## New Block Order

The idea of reorganizing data before compression isn’t new. Almost twenty five years ago, Burrows and Wheeler proposed a block sorting transform to reorder data to help compression. The idea here is to try to create repetitions that can be exploited by a second compression engine.

But the Burrows-Wheeler transform isn’t the only possible one. There are a few other techniques to generate (reversible) permutations of the input.

If we don’t care really about CPU time, we could try each and every one the $O(n!)$ possible and distinct permutations1 and pick the shortest-encoded one. Storing the permutation index (the number of the permutation) will require $O(n \log_2 n)$ bits. Although this guarantees that we find the best possible ordering, it is computationally unfeasible, except for very small block lengths.

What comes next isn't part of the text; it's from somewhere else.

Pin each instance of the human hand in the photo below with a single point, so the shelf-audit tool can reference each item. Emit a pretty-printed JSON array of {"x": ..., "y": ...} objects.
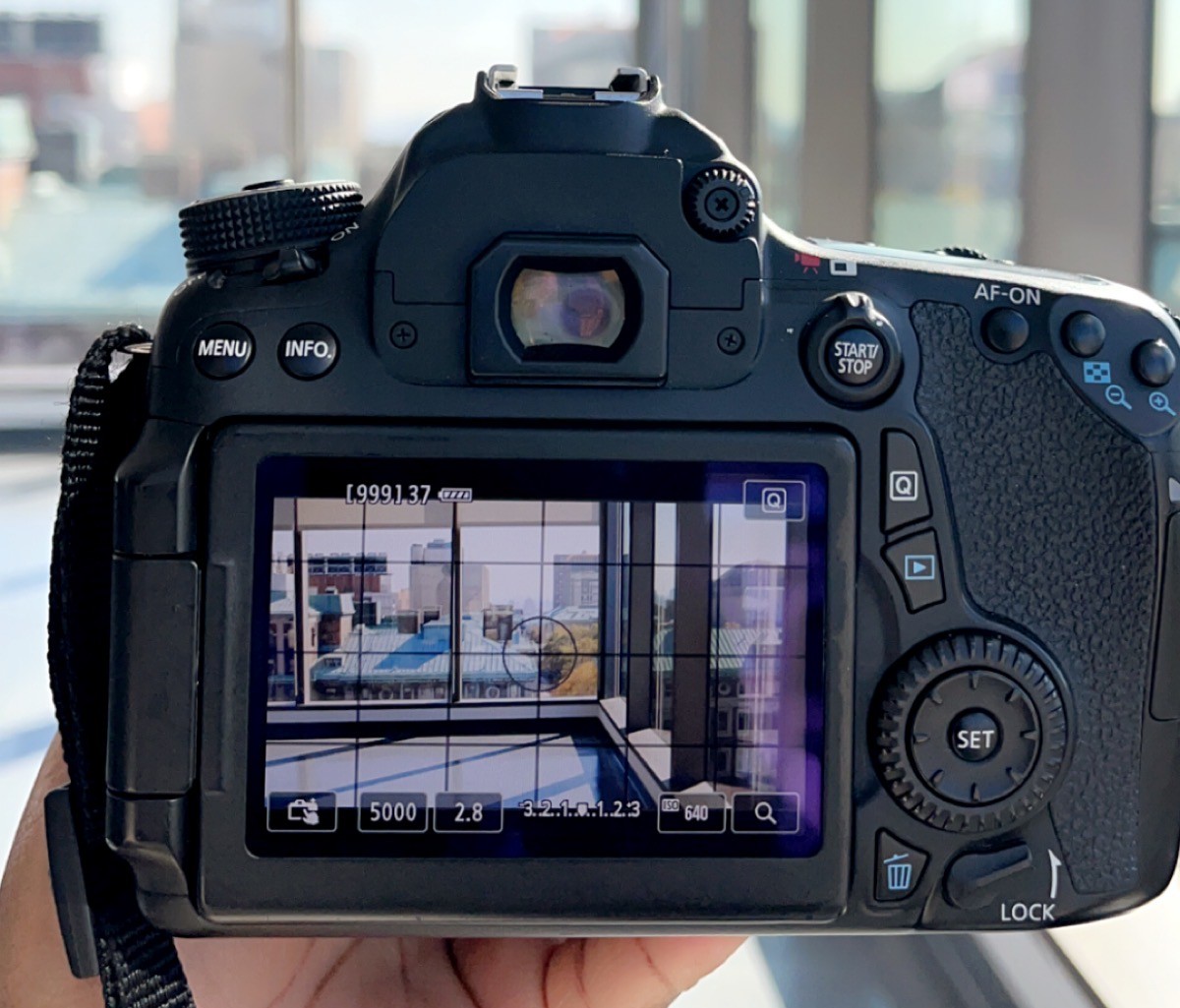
[{"x": 343, "y": 973}]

So we must find something else, something much simpler. Something that shuffles the contents in a parametric (and reversible) way, something that displays each symbol in a block exactly once. One possible way to do that is to use a probe, like we have in hash tables, with linear or quadratic probing. Quadratic probing is cumbersome because you need all kinds of conditions on the table size, and linear probing is too simple.

But if we extend linear probing from a simple +1 step so something like

$h(k,t)= k+ t c (\mod n)$,

where $c$ is relatively prime to the table size $n$, we are sure that all positions in the table will be visited exactly once when varying $t$ from 0 to $n-1$.

For our reordering, we do not know beforehand which step $c$ will be the best. Fortunately for us, we only need it to be relatively prime to $n$ to be acceptable. Then, we merely try them one by one, something expensive, but not all that much since there will be less than $n$ candidates. To pick the best one, we merely need a proxy to the compression ratio, say, a function that counts repetitions or something like that—you would need something more complex if your next step of encoding is more sophisticated.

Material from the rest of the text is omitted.